Olivia dejó caer el bolso al suelo y se quitó el abrigo y la bufanda.

—Igual que tú, ¿no? —soltó, desplomándose sobre una butaca de piel—. No estabas en la iglesia y ni vas vestido para la fiesta. Vamos, date una ducha y espero a que estés listo. Ah, y
conduzco yo, porque es obvio que has estado bebiendo.

Can sacudió la cabeza, sacó una botella más de la caja, la destapó y le dio un buen trago. No contestó, pero le echó una mirada más que amenazante.

—¿Cómo? —preguntó ella en uno de los tonos más inocentes que Can había escuchado jamás.

—Venga, déjame tranquilo, Olivia. —Entornó los ojos—. Sabes que no voy a ir.

Ella ladeó la cabeza y abrió los ojos marrones como platos.

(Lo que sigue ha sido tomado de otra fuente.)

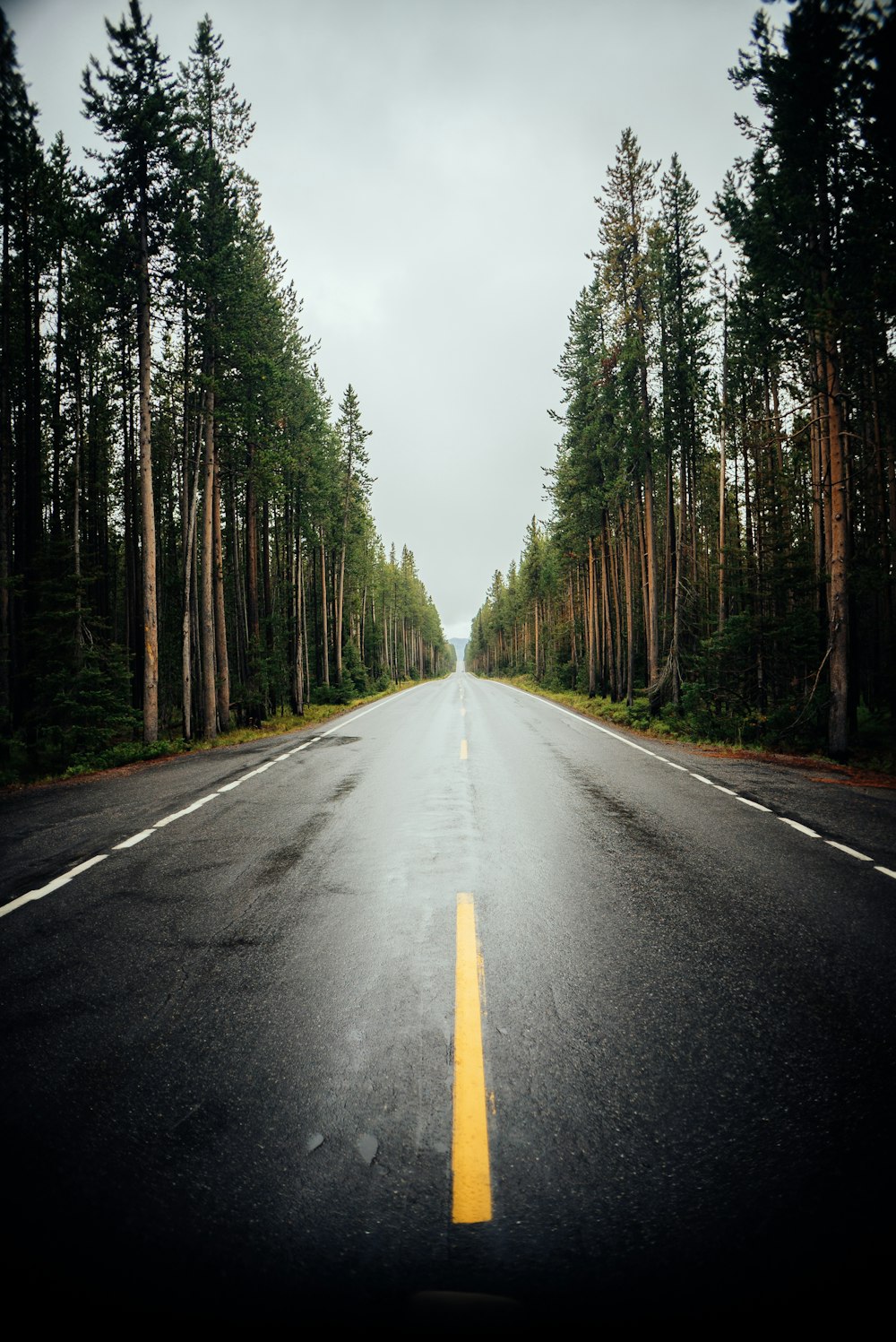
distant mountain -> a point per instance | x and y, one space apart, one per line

—Vaya, Can, pensaba que aún te quedaría un poco más de fuerza para luchar. ¿Eres poderoso en todos los aspectos de tu vida excepto en esto? Cuando se trata de Demet, te limitas a tirar la toalla, ¿eh? —Se encogió de hombros desenfadadamente y cruzó las piernas—. Mmm, supongo que no te conozco tanto como pensaba.

—¿Fuerza para luchar? —espetó él.
Apagó el televisor y tiró el mando sobre la mesa de cristal. El sonido agudo sobresaltó a Olivia. Can se levantó—. ¿Para qué iba a luchar por alguien que no me quiere? Estoy jodido por todo lo que ha ocurrido. Créeme, no tienes ni idea de las cosas que me han pasado por la cabeza estas últimas semanas, y secuestrarla ha sido una de ellas. Amaré a esa chica hasta el día que me muera, pero no soy gilipollas. Tu amiga es un poco más retorcida de lo que imaginaba.